TSPL-EZ est la famille de compatibilité et d'émulation de TSC, et non une autre manière d'écrire chaque commande TSPL. Le suffixe et les émulations prises en charge varient selon le modèle. TSC indique par exemple pour la RE310 le langage TSPL-EZC (EPL2, ZPL2, CPCL), or ESC-POS (page produit de la TSC RE310). D'autres modèles TSC peuvent afficher une variante TSPL-EZ différente ou un autre ensemble de compatibilités.
Pour une application d'étiquetage, la prise en charge native de TSPL a de la valeur quand les imprimantes TSC représentent une part significative du parc client. Les émulations rendent aussi une imprimante TSC utile en développement, mais elles ne prouvent pas que la sortie correspondra à une implémentation native du langage émulé dans tous les cas limites.

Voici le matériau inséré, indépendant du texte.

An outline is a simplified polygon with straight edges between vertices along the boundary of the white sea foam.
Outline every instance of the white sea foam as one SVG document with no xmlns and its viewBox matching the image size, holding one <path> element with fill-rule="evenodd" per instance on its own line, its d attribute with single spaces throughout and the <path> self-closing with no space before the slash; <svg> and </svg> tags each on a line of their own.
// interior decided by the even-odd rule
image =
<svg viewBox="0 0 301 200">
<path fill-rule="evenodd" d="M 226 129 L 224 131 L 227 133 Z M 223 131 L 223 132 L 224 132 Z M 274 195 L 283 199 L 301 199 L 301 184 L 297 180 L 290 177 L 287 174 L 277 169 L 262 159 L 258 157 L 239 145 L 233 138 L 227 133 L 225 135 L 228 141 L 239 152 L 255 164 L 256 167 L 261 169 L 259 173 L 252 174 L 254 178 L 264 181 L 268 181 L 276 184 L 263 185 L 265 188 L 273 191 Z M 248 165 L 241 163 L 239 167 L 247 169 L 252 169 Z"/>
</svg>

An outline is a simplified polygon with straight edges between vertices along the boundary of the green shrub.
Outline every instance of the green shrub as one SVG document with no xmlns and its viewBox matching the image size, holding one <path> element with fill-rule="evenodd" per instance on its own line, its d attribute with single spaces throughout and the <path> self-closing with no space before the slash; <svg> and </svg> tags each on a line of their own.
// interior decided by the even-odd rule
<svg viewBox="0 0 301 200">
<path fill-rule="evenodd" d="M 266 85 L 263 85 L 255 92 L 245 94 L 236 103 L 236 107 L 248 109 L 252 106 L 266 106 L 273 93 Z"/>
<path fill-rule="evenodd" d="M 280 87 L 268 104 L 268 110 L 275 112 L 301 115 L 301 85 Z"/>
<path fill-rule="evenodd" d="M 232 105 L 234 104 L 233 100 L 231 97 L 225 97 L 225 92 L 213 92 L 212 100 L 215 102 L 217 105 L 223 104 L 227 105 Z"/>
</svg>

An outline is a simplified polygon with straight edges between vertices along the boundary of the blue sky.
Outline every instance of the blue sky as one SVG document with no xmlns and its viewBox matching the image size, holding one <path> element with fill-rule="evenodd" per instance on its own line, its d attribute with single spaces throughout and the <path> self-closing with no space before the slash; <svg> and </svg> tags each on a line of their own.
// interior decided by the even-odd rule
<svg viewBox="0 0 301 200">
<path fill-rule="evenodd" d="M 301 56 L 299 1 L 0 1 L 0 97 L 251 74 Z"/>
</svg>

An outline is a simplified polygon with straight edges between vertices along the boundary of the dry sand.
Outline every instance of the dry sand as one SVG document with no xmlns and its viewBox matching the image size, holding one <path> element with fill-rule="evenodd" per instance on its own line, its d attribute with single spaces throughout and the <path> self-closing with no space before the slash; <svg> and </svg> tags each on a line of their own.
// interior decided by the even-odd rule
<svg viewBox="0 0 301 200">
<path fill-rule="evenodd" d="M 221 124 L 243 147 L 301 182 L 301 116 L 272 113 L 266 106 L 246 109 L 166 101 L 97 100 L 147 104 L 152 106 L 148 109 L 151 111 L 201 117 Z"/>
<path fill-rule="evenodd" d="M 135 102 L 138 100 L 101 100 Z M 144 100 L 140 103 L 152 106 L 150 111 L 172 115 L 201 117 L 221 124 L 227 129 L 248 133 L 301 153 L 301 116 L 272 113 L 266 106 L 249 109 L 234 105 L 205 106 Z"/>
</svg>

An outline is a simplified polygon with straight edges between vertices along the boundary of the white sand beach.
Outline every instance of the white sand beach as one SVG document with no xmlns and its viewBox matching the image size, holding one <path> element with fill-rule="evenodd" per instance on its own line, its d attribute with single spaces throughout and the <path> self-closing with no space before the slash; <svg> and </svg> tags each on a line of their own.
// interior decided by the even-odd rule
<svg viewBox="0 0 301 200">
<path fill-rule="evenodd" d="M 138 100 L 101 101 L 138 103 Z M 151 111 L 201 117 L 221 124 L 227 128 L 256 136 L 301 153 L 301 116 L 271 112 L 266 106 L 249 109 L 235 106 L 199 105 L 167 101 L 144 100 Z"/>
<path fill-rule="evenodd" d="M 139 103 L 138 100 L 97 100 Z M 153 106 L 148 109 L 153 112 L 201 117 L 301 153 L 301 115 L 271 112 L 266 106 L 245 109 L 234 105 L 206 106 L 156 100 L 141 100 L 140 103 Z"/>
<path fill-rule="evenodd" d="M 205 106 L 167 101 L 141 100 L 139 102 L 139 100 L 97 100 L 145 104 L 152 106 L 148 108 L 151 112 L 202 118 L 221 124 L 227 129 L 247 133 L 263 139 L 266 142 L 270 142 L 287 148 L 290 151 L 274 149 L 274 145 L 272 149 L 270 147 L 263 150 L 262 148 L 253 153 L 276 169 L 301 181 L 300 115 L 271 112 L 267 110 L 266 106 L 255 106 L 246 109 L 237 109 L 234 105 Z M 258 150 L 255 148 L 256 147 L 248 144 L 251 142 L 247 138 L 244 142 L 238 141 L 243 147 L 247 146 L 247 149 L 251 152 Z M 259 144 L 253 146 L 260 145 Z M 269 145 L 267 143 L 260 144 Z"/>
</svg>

Brother, ce sont deux univers de commandes distincts
Brother est facile à mal classer, car ses gammes ne suivent pas toutes le même modèle d'intégration. La famille QL en est l'exemple le plus net. La matrice développeur de Brother indique que les QL-820NWB et QL-820NWBc prennent en charge Raster, ESC/P et P-touch Template. Elle indique que la QL-800 ne gère que Raster, et attribue à plusieurs autres modèles QL leurs propres combinaisons (matrice des modèles de la référence de commandes Brother).
Ce sont là les interfaces de commandes standard actuellement documentées pour la QL-820NWBc. Les suffixes de modèle et les variantes régionales comptent toutefois. Une ancienne fiche européenne officielle de la série QL-800 annonçait une émulation ZPL II pour la QL-820NWB upon request (fiche série QL-800 de Brother Europe). Vérifiez le suffixe du modèle, la région, le firmware et la configuration optionnelle avant d'affirmer sans nuance que toutes les QL-820 gèrent ZPL. Raster reste la voie directe clairement documentée sur cette génération de QL.
Convertissez toute l'étiquette en points, puis envoyez l'initialisation, les informations de support, les lignes raster et une commande d'impression. Idéal quand l'application gère déjà la mise en page et le rendu des codes-barres.
Envoyez des commandes de tracé et de texte plutôt qu'une image finalisée. Brother adapte ce langage à ses imprimantes : ce n'est pas l'ESC/POS orienté ticket.
Transférez un modèle préparé vers l'imprimante, puis remplissez les objets texte et code-barres depuis un lecteur, un ordinateur ou un autre appareil, sans reconstruire toute la mise en page.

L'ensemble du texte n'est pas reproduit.